Parole, quelle pronunciate dal segretario alla Difesa statunitense Lloyd Austin, che alimentano la paura di un’escalation incontrollata della guerra che potrebbe tracimare dalle frontiere ucraine e coinvolgere i nuovi “blocchi”. Ovvero la Russia con l’alleato cinese accusato dagli Stati Uniti di aver fornito armi sottobanco all’esercito di Mosca. Washington non ha le prove sulla fornitura di armi, ma se questa dovesse essere dimostrata «prolungherebbe il conflitto in Ucraina e certamente lo amplierebbe potenzialmente non solo nella regione ma a livello globale».

È quanto ha affermato da Austin nel corso dell’ audizione davanti alla sottocommissione Difesa della commissione Stanziamenti della Camera dei rappresentanti. Insomma, le Forze Armate Usa devono prepararsi a un possibile confronto diretto con la Cina. Concetto sottolineato anche dal capo degli Stati Maggiori Riuniti, il generale Mark Milley.

I due leader del Pentagono hanno chiesto di approvare il bilancio di 842 miliardi di dollari proposto al Congresso, sostenendo la necessità della modernizzazione delle forze Usa in Asia e nel mondo. «È un bilancio fondato su una strategia e dalla serietà della nostra competizione strategica con la Cina», ha detto Austin. Sottolineando la necessità di acquisire nuove tecnologie, come quella ipersonica,

Austin ha riferito che il bilancio prevede di impiegare oltre 9 miliardi di dollari, il 40% in più rispetto all’anno precedente, per rafforzare le capacità militari Usa nel Pacifico a difesa degli alleati. Le azioni cinesi, ha detto il generale Milley, «si muovono in direzione di un confronto e di un potenziale conflitto con i suoi vicini e possibilmente con gli Stati Uniti». Allestire la deterrenza e prepararsi alla guerra «è straordinariamente costoso, ma non così costoso come combattere una guerra. E questo bilancio previene la guerra e ci prepara a combatterla se necessario», ha affermato Milley.
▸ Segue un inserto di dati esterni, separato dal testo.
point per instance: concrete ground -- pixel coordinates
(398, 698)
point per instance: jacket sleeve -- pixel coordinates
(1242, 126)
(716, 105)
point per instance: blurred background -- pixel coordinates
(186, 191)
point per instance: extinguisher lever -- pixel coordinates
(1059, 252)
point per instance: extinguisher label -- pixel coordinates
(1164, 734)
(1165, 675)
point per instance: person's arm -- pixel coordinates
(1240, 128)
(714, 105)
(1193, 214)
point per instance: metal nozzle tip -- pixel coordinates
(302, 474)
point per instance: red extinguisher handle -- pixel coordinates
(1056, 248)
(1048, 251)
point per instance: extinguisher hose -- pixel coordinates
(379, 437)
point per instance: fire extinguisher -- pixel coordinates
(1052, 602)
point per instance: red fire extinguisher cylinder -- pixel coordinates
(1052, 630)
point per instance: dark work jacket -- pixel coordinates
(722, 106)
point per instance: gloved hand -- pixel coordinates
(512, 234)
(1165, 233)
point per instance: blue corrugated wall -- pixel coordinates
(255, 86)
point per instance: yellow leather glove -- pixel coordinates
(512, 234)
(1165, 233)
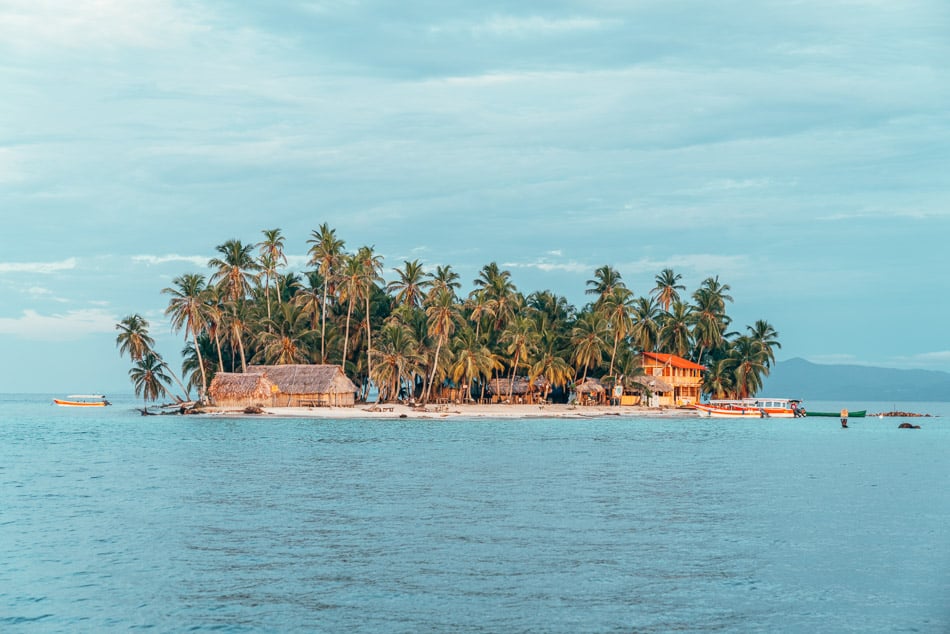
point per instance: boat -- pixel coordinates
(82, 400)
(749, 408)
(858, 414)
Intanto si sta complicando l’ipotesi di un colloquio tra il presidente cinese, Xi Jinping, e il presidente ucraino, Volodymyr Zelensky. Le aspettative per un dialogo, che sarebbe il primo tra i due dall’invasione dell’Ucraina sembrano affievolirsi: Kiev ammette «difficoltà» nelle linee di comunicazione, mentre Pechino si trincera dietro formula vaghe, in assenza di annunci significativi. L’attesa era - ed è tuttora - per un colloquio dopo la visita del presidente cinese a Mosca, conclusasi mercoledì scorso: finora, però, Xi ha sempre e solo parlato con Vladimir Putin, che lo ha accolto con tutti gli onori al Cremlino all’inizio di questa settimana, per la prima visita all’estero di Xi da quando è stato eletto per la terza volta consecutiva presidente cinese. La Cina ripete di considerarsi «neutrale» rispetto al conflitto, ma è spesso accusata di essere allineata alla propaganda di Mosca, con cui ha stabilito, lo scorso anno, proprio poche settimane prima dell’inizio della guerra, una partnership «senza limiti». Il colloquio con il presidente cinese riveste un ’importanza primaria per l’

Ucraina, perchè «oggi non c’è praticamente nessuno, tranne il presidente Zelensky, che possa spiegare anche ai Paesi neutrali, le conseguenze di un modo sbagliato di porre fine a questa guerra», ha detto il consigliere del presidente ucraino, Mikhail Podoliak.